Am Freitagvormittag hatten sich unter Journalistinnen und Journalisten Hinweise auf die bevorstehende Anklage gegen Kurz verdichtet. Nach gesicherten Informationen der APA wurde die Kanzlei von Rechtsanwalt Werner Suppan, der Kurz vertritt, vor Freitagmittag von der Justiz sowohl vom Einbringen des Strafantrags als auch dem Prozesstermin informiert. Der 108 Seiten umfassende Strafantrag liegt der APA vor.
Rolle bei Schmid-Bestellung
Im Kern geht es bei den Falschaussage-Vorwürfen gegen Kurz um die Frage, wie intensiv der Ex-ÖVP-Chef unter Türkis-Blau in die Reform der Staatsholding ÖBIB zur ÖBAG involviert war. Bei seiner Befragung im Ibiza-U-Ausschuss im Juni 2020 hatte Kurz seine Rolle bei der Auswahl des Aufsichtsrats sowie bei der Bestellung des umstrittenen Ex-ÖBAG-Chefs Thomas Schmid heruntergespielt - und sinngemäß von normalen Vorgängen gesprochen. Die WKStA sah darin aber angesichts von Chatverläufen mögliche Falschaussagen.
Nehammer: "Endlich Klärung der Vorwürfe"
Bundeskanzler Karl Nehammer (ÖVP) sieht bei einer möglichen Anklage gegen Kurz vor allem die Gelegenheit für eine Aufklärung des Falles: "Wenn es soweit ist, besteht jetzt endlich die Möglichkeit der Aufklärung für alle betroffenen Personen und die Gelegenheit, tatsächlich diese Aufklärung anzustreben", sagte er in einer Pressekonferenz mit seinem deutschen Amtskollegen Olaf Scholz am Freitag in Salzburg. "Es ist wichtig, dass es endlich zur Klärung der Vorwürfe kommt", meinte auch ÖVP-Generalsekretär Christian Stocker.

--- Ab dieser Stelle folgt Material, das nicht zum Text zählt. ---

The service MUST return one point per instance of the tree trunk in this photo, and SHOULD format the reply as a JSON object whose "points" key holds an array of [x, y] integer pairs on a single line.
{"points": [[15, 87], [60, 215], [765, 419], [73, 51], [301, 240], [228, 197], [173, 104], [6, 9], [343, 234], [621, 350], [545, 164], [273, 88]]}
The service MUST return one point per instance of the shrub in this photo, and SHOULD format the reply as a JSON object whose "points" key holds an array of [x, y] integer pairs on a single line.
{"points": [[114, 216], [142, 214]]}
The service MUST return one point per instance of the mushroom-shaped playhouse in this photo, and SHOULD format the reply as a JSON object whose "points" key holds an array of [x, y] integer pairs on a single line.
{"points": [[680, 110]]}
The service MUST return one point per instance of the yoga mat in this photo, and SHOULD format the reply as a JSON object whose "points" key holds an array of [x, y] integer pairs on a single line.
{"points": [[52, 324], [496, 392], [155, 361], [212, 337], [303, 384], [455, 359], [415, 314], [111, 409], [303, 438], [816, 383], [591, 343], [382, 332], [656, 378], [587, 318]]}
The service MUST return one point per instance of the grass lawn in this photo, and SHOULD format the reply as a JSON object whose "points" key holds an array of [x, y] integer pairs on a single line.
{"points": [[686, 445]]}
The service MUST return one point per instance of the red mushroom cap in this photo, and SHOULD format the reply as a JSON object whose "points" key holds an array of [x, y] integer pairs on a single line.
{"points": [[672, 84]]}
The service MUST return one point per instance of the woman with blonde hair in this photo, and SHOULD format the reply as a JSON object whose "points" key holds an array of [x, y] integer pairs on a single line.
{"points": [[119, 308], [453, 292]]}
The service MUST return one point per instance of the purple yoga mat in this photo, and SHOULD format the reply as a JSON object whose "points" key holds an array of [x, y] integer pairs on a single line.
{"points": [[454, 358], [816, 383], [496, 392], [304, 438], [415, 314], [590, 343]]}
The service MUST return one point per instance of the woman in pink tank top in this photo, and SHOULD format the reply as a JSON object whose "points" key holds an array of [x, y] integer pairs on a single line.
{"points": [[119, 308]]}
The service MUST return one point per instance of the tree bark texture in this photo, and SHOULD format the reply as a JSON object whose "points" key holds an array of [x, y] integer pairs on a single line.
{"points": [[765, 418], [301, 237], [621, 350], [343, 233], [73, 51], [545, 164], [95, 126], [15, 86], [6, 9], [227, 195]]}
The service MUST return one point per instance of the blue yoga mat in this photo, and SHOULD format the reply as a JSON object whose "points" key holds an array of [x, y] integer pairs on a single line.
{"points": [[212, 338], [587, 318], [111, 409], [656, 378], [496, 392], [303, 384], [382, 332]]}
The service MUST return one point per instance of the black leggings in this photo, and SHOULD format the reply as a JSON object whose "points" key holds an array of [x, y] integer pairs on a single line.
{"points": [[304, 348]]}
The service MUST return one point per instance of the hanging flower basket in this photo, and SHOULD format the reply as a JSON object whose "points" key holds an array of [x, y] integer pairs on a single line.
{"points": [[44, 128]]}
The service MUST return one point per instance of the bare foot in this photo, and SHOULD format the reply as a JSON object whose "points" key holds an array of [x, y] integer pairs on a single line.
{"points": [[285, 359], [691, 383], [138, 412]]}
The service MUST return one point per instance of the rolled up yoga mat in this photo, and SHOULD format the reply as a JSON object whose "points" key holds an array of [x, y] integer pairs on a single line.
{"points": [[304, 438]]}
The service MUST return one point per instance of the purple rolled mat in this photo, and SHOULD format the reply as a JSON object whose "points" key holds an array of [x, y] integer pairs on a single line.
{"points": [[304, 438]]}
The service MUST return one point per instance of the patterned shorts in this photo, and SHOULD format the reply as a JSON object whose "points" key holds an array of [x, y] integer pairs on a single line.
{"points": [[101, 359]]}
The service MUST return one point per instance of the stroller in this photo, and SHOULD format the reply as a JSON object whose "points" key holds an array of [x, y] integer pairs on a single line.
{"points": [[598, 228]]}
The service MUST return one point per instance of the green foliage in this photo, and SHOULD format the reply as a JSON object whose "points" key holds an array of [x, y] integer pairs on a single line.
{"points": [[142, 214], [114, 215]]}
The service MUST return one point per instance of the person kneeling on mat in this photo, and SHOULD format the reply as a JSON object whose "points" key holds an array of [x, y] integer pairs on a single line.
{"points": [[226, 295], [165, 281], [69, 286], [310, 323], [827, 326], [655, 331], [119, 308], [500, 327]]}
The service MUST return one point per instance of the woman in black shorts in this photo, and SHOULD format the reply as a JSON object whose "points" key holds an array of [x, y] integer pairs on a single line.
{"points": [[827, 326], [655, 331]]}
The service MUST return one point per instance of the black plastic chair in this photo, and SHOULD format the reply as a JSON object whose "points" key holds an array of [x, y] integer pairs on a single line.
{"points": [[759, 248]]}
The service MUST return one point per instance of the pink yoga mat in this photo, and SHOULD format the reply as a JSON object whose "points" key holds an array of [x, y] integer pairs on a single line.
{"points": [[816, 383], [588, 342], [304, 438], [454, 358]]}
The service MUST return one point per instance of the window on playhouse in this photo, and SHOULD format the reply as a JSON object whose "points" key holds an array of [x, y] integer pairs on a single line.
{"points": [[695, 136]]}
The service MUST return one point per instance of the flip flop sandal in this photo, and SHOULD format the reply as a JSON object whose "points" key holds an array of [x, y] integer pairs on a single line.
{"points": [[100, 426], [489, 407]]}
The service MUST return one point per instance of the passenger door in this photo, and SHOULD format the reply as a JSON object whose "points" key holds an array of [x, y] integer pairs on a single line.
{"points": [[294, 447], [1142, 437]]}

Das "System Kurz" sei in der ÖVP noch immer intakt, kommentierte der einstige SPÖ-Fraktionsführer im U-Ausschuss, Jan Krainer, die Anklageerhebung. Noch immer seien "zahlreiche Drahtzieher" in engsten Parteikreisen beschäftigt. Der Freiheitliche Christian Hafenecker sieht in der Anklage "nur die Spitze des Eisberges". Die FPÖ setze ihr Vertrauen ganz in die Justiz. Douglas Hoyos (NEOS) meinte wiederum: "Jetzt gilt es, die Justiz in Ruhe arbeiten zu lassen - ohne Versuche, die Justiz und dieses Verfahren durch türkise Querschüsse behindern zu wollen."

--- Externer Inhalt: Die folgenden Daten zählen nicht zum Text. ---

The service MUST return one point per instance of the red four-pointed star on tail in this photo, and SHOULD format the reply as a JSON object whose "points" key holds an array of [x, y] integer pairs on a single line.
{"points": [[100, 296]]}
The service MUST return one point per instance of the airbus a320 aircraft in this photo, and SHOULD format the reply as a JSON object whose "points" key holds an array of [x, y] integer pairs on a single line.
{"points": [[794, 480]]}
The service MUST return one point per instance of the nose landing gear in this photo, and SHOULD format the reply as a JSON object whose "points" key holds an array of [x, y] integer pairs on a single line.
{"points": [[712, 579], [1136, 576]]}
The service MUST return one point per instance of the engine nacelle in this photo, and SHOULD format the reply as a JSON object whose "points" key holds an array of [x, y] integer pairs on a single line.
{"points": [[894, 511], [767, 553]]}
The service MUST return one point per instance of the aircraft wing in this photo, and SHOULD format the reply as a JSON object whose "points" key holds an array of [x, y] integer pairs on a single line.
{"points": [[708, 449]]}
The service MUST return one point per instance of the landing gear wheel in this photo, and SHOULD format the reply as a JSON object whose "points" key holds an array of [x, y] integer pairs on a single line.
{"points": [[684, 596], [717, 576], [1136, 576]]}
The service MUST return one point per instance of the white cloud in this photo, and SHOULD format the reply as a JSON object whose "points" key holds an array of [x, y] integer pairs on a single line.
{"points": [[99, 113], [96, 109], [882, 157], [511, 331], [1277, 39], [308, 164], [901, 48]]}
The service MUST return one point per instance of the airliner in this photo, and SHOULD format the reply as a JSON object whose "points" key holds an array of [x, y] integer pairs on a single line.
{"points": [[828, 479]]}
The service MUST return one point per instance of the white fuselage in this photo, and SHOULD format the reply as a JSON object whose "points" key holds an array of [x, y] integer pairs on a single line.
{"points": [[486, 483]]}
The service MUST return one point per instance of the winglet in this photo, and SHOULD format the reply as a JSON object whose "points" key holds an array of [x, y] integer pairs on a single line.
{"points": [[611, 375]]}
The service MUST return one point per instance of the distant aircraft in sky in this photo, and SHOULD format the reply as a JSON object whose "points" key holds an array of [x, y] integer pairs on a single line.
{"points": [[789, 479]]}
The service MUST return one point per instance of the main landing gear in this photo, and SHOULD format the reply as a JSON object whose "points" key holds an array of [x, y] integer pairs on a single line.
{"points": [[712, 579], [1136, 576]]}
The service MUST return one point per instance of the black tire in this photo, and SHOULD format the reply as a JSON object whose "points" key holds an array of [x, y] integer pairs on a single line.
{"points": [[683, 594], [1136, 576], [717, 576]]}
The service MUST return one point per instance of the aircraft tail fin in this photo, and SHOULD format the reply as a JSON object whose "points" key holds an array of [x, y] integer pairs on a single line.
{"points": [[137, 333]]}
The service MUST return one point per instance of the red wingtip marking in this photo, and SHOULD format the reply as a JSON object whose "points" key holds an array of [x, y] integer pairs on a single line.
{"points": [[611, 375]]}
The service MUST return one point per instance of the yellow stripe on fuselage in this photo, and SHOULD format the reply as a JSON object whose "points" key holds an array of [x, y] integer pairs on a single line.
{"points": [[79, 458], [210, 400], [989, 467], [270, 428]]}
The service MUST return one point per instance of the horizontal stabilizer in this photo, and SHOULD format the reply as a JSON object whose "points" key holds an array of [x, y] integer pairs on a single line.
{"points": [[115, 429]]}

Noch weitere Anklage möglich
Bei der Anklage gegen Sebastian Kurz wegen Falschaussage im U-Ausschuss könnte es nicht bleiben. Der Ex-Kanzler wird noch in einer weiteren Causa belastet, der Umfragen-Affäre. Er soll nicht nur vom "Beinschab-Österreich-Tool" gewusst, sondern dieses in Auftrag gegeben haben. Kurz bestreitet die Vorwürfe, auch ehemalige Mitarbeiter werden beschuldigt. Ins Rollen gebracht hat alles einer von ihnen, der ehemalige Generalsekretär im Finanzministerium Thomas Schmid.
Mit Mitteln aus dem Finanzministerium sollen Kurz' Vertraute Umfragen finanziert haben, die dem damaligen Außenminister helfen sollten innerhalb der Partei an Einfluss zu gewinnen. Diese sollen dann - teilweise frisiert - in Medien der "Österreich"-Gruppe veröffentlicht worden sein. Das "Beinschab-Österreich-Tool" soll auch noch während Kurz' Kanzlerschaft aktiv gewesen sein.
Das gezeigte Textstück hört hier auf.